This post originally ran on Truthdig contributor Juan Cole’s website.

Russian President Vladimir Putin said Monday in Paris that his government had intelligence that the reason Turkey shot down a Russian fighter jet last week was to protect oil smuggling from Daesh (ISIS, ISIL) through Turkey. Putin said,

“We have every reason to think that the decision to shoot down our plane was dictated by the desire to protect the oil supply lines to Turkish territory, right to the ports where it is loaded onto tankers. . . We have received additional information which unfortunately confirms that this oil, produced in areas controlled by the Islamic State and other terrorist organisations, is transported on an industrial scale to Turkey.”
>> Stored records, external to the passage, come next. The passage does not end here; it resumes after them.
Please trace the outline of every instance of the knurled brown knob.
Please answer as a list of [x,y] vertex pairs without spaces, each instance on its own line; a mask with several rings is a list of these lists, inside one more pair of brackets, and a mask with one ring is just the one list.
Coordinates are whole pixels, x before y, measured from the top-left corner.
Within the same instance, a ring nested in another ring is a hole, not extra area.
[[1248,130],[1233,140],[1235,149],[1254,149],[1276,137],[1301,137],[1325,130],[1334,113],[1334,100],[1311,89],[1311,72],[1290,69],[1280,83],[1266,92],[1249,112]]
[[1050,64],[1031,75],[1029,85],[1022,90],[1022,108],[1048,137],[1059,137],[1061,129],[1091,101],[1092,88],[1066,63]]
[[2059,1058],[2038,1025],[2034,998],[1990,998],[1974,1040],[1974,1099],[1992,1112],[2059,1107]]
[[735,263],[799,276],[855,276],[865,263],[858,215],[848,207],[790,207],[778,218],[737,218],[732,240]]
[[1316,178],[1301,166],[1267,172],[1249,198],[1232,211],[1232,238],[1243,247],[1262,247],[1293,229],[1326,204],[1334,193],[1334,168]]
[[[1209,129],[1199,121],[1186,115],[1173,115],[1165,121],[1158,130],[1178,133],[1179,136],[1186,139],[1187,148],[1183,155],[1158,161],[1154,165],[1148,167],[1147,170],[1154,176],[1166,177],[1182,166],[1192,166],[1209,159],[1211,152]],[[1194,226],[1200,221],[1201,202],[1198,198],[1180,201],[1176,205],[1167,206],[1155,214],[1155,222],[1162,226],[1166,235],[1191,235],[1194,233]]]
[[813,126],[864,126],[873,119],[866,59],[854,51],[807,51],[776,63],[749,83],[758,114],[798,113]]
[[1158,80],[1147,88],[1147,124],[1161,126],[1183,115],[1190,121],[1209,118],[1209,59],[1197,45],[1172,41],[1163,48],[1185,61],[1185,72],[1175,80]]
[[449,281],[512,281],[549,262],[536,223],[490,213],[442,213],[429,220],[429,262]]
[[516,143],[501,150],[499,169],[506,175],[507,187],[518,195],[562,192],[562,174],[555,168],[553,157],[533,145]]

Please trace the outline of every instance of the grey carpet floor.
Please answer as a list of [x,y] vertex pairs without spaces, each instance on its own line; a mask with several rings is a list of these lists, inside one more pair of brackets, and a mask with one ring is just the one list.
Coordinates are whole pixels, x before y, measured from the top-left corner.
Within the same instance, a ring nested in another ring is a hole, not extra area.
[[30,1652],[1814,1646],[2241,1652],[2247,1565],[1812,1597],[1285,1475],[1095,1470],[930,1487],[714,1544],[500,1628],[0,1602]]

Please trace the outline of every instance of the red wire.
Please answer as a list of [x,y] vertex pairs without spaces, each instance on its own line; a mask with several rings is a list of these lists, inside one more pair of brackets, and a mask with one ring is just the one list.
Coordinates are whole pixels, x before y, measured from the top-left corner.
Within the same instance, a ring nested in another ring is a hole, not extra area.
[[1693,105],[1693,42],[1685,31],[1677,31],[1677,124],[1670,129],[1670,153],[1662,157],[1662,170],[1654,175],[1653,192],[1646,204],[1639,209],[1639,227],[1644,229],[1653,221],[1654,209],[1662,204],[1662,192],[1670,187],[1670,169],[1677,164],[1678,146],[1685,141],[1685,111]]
In response, Turkish president Tayyip Erdogan said that if any proof could be brought forward that Turkey shot down the Russian plane because of Daesh petroleum, he would resign.

Erdogan tried to turn the tables on Putin by charging that a Russian national in Syria is engaged in brokering the ISIL petroleum smuggling.

Russia said Monday that the ban on importing vegetables from Turkey would remain in place. Russian sanctions on Turkey also hit the tourist trade, costing Turkey some $3 bn a year. These measures only affected Russian spending in Turkey. Turkish imports of Russian fossil fuels remain uninterrupted.

Putin has a much more effective way of bringing the pain to Erdogan, however. The leftist newspaper Radikal quoted the daily BasHaber’s interview tith

Prof. Abbas Vali of Bogazici University, who said [BBC Monitoring trans]:

“The PYD [Kurdish Democratic Union Party] was pleased about Russia’s intervention in Syria. An alliance between the PYD and Russia is inevitable. Russia’s bombardment of the radical Islamist groups on the ground will have a huge impact on the PYD operations. (…) Russia’s operations will considerably bolster the PYD on the ground.”

The PYD and its paramilitary arm, the YPG (People’s Protection Unites) are considered by Turkey to be branches of the separatist Kurdish terrorist organization the PKK (Kurdistan Workers Party), but the US and Russia do not agree, and have been willing to cooperate with the leftist Kurds in Syria against Daesh (ISIS, ISIL).

Putin is attempting to shore up the government of Bashar al-Assad, while Turkey hopes to see it overthrown by Muslim fundamentalist rebels. Putin is angling for an alliance of the leftist Kurds with the Baath regime against Daesh Radikal notes (BBC Mon. trans.):

“In a meeting in Sochi last month ( 23 October 2015,) Vladimir Putin spoke of his country’s goals for the air operations and their intentions regarding Kurds as follows: ” You cannot separate terrorists as moderates and extremists. Defeating terrorist groups in Syria will not resolve all the problems but it will create the necessary conditions for a political solution. The government and Kurdish forces in Syria should join forces in combating terrorism. Our air operations in Syria will have positive results.”

Nothing would anger Turkey’s government more than for Russia to give military support to the Syrian Kurds in their quest to establish a connected territory, “Rojava,” linking the three major Kurdish cantons in northern Syria.

Semih Idiz of the Cumhuriyet (“the Republic), a left of center Turkish paper, revealed (BBC Monitoring trans.) that in response to the shoot down of the Russian fighter jet:

“The Russian General Staff Chief has also stated that they are going to provide aerial escorts to the jets carrying out the bombing campaign against the Turkmens, which they are going to step up substantially, “in order to protect them from behind.”

Idiz, in an article on how al-Assad is the main beneficiary of the shootdown, concluded,

“When we look at the political sphere, Moscow is going to try to render Turkey as ineffective as possible in the Syrian negotiations. It is useful to recall that the United States and Russia are spearheading the negotiations in question. And it is also useful to keep in mind that Turkey, because of a series of strategic mistakes, is one of the weakest links of the “Syrian table.”

Now if you were [Syrian President Bashar] Al-Assad, would you not be rejoicing on account of Turkey’s having shot down the Russian plane?